The character introduction is your casting pitch. In sixty words or less, you tell the reader who this person is, not their biography, not their physical measurements, but their essence. The thing that makes an actor say: "I want to play that."
Why Character Introductions Matter
The introduction is the reader's first impression. It determines:
Emotional investment. Does the reader care about this person? Are they intrigued, repelled, curious?
Casting vision. Can the reader (producer, director, casting agent) see who might play this role?
Actor interest. Does the actor reading the script see a part worth playing?
A flat introduction, "JOHN, 40, enters", does none of these things. It conveys basic information (name, age) and nothing else. It's a placeholder, not a portrait.
A great introduction does all three. It creates a person in the reader's mind. It suggests the kind of actor who could embody this role. And it promises the actor that this character has depth worth exploring.
What Attracts A-List Actors
A-list actors choose roles for complex reasons, but patterns emerge:
Complexity. They want characters with contradictions, depth, room for interpretation. Not villains who are simply evil or heroes who are simply good.
Transformation. They want characters who change, who are different at the end than at the beginning. Awards love arcs.
Challenge. They want roles that demand something: physical transformation, emotional range, unfamiliar territory.
Scene-stealing potential. They want moments that showcase their abilities. The monologue. The breakdown. The quiet devastation.
Your character introduction hints at these things. It says: This role has depth. This character will surprise you. This is a performance opportunity.
A Table: Weak vs. Strong Character Introductions
| Weak Introduction | Strong Introduction |
|---|---|
| "JOHN (45) sits at the bar." | "JOHN (45) sits at the bar, nursing a drink like it owes him money. His wedding ring catches the light, he keeps touching it, then stopping himself." |
| "MARIA, 30, beautiful." | "MARIA (30) enters, the kind of beautiful that stops conversations. She's aware of it and exhausted by it." |
| "DETECTIVE COLE is tough." | "DETECTIVE COLE (50s) chews a toothpick like it insulted his mother. Twenty years on the job, and he still hasn't learned to fake a smile." |
| "EMMA is nervous." | "EMMA (25) straightens her collar for the third time. Her confidence is a costume she's still learning to wear." |
The strong versions create instant character. They suggest internal life, contradiction, backstory.
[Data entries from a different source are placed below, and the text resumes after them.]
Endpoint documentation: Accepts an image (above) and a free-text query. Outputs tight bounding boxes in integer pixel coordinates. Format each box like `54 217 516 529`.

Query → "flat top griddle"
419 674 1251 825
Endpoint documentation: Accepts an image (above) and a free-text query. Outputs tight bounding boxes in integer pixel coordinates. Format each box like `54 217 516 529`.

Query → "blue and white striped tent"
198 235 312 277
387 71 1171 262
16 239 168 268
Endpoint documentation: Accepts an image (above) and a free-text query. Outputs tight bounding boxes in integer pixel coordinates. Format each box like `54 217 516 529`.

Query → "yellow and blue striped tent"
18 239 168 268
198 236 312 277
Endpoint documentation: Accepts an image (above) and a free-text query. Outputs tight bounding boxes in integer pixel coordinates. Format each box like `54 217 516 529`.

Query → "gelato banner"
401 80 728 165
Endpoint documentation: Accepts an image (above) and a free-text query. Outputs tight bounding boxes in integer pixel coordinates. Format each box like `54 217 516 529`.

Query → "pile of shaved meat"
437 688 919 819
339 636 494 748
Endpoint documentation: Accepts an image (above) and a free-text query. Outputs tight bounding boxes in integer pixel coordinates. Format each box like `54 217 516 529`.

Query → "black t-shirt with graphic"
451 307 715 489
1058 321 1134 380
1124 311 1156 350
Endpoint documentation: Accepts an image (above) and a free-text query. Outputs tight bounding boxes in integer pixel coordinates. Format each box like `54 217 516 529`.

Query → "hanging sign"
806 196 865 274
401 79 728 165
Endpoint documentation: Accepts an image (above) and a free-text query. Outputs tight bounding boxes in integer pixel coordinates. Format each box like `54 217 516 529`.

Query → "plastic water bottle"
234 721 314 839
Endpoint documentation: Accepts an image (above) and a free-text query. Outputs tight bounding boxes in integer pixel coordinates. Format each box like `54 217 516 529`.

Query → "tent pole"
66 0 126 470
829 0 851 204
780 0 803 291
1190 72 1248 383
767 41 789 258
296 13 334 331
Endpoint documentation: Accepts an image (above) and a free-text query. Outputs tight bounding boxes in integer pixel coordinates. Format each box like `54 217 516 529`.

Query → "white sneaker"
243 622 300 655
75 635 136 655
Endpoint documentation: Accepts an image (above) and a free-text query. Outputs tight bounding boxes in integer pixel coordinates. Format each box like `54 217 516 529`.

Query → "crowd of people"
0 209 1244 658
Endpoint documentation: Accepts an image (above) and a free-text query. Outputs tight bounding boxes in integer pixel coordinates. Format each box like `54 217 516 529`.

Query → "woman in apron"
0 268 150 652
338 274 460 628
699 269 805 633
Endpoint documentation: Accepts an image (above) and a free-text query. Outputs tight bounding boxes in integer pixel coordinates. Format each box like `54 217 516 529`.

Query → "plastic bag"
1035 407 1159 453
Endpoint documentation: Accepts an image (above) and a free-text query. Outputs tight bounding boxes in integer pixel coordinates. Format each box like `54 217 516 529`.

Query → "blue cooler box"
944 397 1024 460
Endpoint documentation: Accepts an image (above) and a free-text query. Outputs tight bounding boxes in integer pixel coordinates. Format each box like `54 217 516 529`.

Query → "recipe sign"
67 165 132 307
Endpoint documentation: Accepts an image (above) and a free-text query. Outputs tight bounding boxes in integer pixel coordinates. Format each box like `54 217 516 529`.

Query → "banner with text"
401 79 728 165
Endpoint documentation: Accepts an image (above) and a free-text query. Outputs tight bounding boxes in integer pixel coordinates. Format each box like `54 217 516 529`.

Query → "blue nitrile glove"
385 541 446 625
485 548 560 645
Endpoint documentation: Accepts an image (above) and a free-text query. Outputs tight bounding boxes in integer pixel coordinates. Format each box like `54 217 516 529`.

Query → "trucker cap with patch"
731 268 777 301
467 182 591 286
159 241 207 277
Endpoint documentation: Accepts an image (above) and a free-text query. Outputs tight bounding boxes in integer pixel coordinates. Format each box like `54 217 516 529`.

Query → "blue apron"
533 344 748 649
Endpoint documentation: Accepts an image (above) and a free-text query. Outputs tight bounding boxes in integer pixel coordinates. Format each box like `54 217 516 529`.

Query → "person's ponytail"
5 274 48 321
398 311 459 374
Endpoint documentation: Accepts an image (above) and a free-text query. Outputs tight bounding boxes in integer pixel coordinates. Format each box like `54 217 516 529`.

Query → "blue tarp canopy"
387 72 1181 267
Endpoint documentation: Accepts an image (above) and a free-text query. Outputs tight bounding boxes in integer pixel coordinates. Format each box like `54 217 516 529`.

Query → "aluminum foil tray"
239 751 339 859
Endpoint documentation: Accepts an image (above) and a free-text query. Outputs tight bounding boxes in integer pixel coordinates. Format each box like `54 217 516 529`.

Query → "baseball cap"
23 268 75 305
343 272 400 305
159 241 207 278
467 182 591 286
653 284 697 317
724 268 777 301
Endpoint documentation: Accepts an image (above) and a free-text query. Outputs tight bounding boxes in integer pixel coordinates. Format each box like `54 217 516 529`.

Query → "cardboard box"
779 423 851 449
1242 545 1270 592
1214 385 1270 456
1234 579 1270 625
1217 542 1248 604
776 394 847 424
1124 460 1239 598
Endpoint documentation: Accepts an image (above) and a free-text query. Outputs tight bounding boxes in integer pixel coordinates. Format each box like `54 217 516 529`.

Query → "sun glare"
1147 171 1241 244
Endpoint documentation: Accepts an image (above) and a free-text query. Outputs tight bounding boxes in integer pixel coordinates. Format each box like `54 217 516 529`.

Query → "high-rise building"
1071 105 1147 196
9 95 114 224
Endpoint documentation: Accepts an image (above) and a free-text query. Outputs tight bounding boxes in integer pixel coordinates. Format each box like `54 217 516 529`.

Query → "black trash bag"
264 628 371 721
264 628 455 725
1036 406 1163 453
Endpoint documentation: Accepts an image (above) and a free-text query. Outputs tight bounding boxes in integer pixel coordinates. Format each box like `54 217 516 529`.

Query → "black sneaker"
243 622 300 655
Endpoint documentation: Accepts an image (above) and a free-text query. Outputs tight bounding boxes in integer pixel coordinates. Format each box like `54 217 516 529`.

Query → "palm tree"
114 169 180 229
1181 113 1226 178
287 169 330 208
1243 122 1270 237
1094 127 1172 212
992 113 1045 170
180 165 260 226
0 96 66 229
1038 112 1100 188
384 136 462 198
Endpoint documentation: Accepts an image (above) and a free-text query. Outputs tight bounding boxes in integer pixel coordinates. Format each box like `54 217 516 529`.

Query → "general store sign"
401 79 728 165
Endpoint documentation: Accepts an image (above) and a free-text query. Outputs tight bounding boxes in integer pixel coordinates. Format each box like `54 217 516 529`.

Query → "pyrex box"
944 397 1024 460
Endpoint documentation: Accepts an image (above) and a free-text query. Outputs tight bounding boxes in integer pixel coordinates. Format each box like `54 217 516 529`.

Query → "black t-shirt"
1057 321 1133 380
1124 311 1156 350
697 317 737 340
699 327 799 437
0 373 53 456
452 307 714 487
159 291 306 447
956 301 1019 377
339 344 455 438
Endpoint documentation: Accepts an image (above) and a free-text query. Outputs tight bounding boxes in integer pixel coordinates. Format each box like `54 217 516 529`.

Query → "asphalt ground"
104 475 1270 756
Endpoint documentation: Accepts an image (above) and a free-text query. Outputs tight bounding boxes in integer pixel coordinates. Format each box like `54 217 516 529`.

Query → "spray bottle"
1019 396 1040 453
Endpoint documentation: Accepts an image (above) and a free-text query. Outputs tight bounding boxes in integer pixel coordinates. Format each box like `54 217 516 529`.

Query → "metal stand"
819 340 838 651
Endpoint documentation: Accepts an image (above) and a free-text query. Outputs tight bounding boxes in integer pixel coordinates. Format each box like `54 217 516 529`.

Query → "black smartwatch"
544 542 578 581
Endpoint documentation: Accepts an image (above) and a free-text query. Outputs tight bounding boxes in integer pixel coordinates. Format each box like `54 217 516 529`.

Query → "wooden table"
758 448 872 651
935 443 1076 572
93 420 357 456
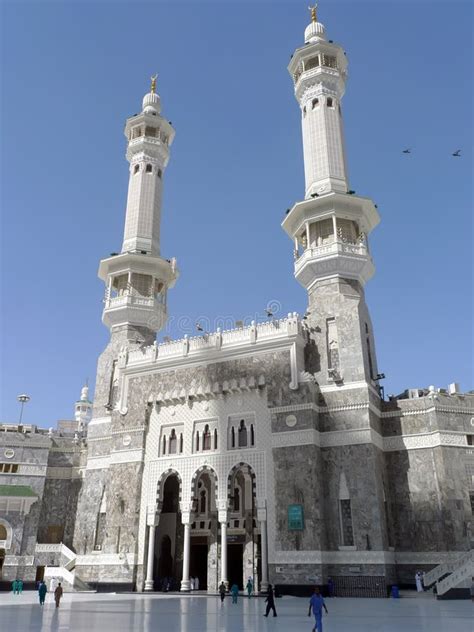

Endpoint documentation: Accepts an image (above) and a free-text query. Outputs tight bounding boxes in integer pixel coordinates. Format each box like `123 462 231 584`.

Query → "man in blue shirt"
308 586 328 632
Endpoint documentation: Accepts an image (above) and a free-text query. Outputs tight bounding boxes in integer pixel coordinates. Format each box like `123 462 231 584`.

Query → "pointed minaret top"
308 2 318 22
142 74 161 114
304 2 326 44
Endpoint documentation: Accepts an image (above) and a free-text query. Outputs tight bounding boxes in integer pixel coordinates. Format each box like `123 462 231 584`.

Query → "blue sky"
0 0 473 426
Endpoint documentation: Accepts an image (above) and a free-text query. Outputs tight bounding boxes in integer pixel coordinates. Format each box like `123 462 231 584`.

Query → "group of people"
189 575 199 590
38 578 63 608
12 579 23 595
219 577 328 632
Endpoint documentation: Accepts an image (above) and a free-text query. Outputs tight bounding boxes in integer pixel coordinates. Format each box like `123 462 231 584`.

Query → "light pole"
17 393 31 424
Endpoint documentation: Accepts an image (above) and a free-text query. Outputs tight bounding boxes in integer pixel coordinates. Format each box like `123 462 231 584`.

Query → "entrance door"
35 566 44 585
227 544 244 590
189 540 208 590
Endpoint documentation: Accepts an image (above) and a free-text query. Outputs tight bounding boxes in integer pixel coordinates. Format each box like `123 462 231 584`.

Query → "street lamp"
17 393 31 424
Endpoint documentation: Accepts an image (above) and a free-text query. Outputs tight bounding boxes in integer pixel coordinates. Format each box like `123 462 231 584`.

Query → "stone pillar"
219 511 228 586
145 524 156 591
145 507 159 591
181 515 191 592
257 509 268 592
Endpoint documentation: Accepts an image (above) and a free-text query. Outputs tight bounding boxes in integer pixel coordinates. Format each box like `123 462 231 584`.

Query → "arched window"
202 424 211 450
234 487 240 511
168 428 178 454
199 490 207 513
239 419 247 448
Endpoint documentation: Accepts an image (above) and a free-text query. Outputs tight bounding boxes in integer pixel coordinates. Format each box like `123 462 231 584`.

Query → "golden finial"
308 2 318 22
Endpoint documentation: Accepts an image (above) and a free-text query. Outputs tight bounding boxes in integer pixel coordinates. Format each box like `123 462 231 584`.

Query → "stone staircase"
436 549 474 596
424 551 466 588
35 542 90 591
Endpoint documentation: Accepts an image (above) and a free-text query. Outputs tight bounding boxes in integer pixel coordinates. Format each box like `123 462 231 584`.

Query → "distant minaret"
282 6 380 386
99 75 178 343
74 383 92 430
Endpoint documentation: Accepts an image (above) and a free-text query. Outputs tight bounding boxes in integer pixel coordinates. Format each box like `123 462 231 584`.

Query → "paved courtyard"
0 593 474 632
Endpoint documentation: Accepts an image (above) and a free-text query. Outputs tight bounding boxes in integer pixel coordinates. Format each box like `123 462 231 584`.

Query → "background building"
0 10 474 596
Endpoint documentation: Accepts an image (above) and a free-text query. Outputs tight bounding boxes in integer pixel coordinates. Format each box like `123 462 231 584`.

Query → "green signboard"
288 505 304 531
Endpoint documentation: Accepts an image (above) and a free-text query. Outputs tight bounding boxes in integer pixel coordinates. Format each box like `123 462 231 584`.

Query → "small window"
239 419 247 448
202 424 211 450
168 428 178 454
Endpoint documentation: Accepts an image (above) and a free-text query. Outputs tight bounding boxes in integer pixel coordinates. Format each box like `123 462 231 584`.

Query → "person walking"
328 577 334 597
308 586 329 632
54 582 63 608
219 582 227 605
38 581 48 606
263 584 278 617
230 584 239 603
415 571 423 592
246 577 253 599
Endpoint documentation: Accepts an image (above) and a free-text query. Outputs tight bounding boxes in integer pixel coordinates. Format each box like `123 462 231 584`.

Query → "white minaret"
282 7 380 387
74 384 92 430
282 8 380 289
99 76 178 342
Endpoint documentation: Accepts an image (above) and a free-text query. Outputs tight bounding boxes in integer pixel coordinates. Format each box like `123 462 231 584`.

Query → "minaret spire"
282 5 379 385
99 81 178 343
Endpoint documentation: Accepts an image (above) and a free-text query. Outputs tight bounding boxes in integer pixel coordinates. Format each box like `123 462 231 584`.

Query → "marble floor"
0 593 474 632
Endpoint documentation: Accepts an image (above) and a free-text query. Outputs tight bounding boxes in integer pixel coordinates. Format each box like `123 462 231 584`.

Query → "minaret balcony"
295 241 375 289
102 293 167 330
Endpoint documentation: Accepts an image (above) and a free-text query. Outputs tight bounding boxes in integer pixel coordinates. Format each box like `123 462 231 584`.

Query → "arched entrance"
227 463 260 590
153 472 183 591
189 466 219 592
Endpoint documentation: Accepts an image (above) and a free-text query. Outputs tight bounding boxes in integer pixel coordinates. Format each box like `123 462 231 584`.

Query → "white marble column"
181 520 191 592
260 520 268 592
219 511 228 586
145 524 156 591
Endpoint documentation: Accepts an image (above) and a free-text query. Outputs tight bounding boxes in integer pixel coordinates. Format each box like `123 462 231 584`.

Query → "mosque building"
0 9 474 596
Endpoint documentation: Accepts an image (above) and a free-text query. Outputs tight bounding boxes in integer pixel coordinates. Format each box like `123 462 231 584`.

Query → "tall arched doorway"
153 472 183 590
227 463 260 589
189 466 219 592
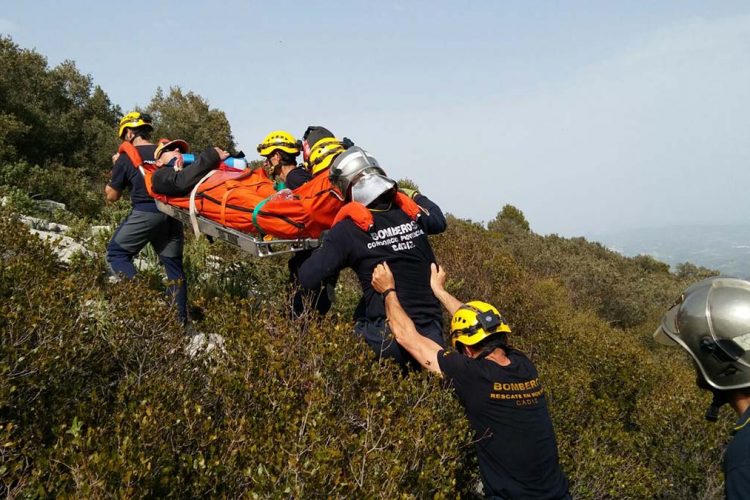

Technique #1: The Defining Contradiction
Great characters contain opposites. The introduction should hint at this:
Example:
MARCUS WEBB (40s) wears a preacher's collar and a convict's scars. When he prays, it sounds like a threat.
Preacher and convict. Prayer and threat. The contradiction invites questions: Who is this person? What happened to them? Actors love roles they can explore.
Example:
DR. LISA CHEN (30s) is the youngest chief of surgery this hospital has seen. She makes decisions that save lives, then cries in the supply closet. No one has ever seen her cry.
Competent yet vulnerable. Public strength, private fragility. The role promises emotional range.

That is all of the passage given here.